Parolia, N., Chen, J. V., Jiang, J. J., Klein, G. S.

Conflict resolution effectiveness on the implementation efficiency and achievement of business objectives in IT programs: A study of IT vendors

The information technology (IT) field presents a unique context for the management of multiple projects because of the variety of stakeholders involved, the complexity of interdependencies among projects, and the frequent use of external vendors. In practice, IT vendors typically employ advanced project governance techniques such as program management to work effectively with the numbers and variety of clients while still pursuing the benefits of a single oversight. These structural features lend themselves to conflict across teams with individual requirements. However, little research exists on program management, much less in the IT context, that represents conflict across IT project teams.

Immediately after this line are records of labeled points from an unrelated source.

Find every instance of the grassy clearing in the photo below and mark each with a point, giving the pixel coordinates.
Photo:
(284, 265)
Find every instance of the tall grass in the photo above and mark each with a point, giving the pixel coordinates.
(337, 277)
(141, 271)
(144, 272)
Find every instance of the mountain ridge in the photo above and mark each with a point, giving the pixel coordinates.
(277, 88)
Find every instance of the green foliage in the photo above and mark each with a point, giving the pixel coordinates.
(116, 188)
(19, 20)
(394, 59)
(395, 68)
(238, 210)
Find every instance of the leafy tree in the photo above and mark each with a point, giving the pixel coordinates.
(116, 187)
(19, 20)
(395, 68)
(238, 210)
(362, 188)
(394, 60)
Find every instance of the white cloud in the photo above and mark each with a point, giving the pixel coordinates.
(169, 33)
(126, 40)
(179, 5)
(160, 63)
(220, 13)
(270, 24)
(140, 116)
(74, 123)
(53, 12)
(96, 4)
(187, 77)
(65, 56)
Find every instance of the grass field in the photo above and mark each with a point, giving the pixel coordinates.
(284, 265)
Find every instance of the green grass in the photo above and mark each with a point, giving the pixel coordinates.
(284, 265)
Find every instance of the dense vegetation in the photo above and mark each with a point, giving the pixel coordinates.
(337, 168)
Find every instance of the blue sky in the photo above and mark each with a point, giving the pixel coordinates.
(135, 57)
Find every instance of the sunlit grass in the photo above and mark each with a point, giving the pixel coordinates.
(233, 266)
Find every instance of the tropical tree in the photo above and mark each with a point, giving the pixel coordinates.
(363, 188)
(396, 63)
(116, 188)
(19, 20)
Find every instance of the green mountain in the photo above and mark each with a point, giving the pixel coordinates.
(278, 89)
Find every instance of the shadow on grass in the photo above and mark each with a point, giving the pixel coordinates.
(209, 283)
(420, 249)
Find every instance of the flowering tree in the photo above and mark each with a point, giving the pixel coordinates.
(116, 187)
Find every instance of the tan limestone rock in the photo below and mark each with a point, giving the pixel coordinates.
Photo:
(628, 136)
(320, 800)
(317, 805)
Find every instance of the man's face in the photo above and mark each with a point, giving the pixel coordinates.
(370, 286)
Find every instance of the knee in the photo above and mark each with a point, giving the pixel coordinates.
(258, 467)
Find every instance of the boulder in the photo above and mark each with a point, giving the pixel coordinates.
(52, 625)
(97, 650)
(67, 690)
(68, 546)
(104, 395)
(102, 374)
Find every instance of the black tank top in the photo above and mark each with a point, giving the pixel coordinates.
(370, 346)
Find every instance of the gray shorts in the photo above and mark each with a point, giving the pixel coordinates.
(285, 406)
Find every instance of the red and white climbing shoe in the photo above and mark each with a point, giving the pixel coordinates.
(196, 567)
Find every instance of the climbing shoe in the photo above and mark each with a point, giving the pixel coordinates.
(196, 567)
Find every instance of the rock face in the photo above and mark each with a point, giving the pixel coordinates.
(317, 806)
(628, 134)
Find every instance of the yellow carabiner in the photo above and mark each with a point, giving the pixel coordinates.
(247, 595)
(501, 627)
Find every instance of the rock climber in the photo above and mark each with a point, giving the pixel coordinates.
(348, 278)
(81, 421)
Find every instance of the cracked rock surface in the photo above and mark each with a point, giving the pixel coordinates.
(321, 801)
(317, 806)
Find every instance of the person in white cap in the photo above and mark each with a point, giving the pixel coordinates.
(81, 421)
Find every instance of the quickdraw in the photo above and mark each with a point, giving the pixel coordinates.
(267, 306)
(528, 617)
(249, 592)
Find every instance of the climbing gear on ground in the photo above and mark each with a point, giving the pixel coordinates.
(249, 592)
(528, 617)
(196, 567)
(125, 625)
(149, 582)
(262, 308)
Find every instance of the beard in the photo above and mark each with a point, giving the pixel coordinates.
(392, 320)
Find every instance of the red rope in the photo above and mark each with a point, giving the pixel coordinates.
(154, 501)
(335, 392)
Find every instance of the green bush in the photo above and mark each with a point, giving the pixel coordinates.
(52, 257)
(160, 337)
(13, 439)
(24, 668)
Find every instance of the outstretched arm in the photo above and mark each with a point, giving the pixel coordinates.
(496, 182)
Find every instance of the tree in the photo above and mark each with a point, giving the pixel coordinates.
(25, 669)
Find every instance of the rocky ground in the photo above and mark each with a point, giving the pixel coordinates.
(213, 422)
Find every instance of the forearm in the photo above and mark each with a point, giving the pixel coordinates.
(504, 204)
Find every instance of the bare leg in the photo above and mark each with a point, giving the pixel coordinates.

The interdependencies across projects in large information technology (IT) implementations means that the traditional boundaries of project management do not hold and that collaboration in the form of program management is essential to avoid conflict and eventual failure [1]. Yet programs by their nature are complex due to managing interrelated projects with multiple managers in a resource limited environment, with differing and often conflicting needs, emergent inputs and conditions affecting the process, and elevated ambiguity [2], [3] and [4]. Thus, the program structure is inherently unique because it brings together the diverse interests of many teams, resulting in conflict associated with inter-team relationships instead of intra-team relationships [5]. Mutual interdependence, goal differences, and limited resources of IT projects coupled with a need for joint decision making are but a subset of the factors which cause inter-project conflict in a technology program. Conflicts further emerge when there are duplication of activities across IT projects or when activities in one project may diminish the outcomes of another [6]. The inability of parties to resolve conflict satisfactorily is a critical reason for relationship failure and eventual dissolution of the structure necessary in the completion of assigned activities [7]. Understanding the effects of conflict resolution is crucial to attaining success in this unique context that is gaining widespread application in the IT field, especially in the more complex arenas as the implementation of enterprise resource planning systems and development of client systems by vendors [8], [9] and [10].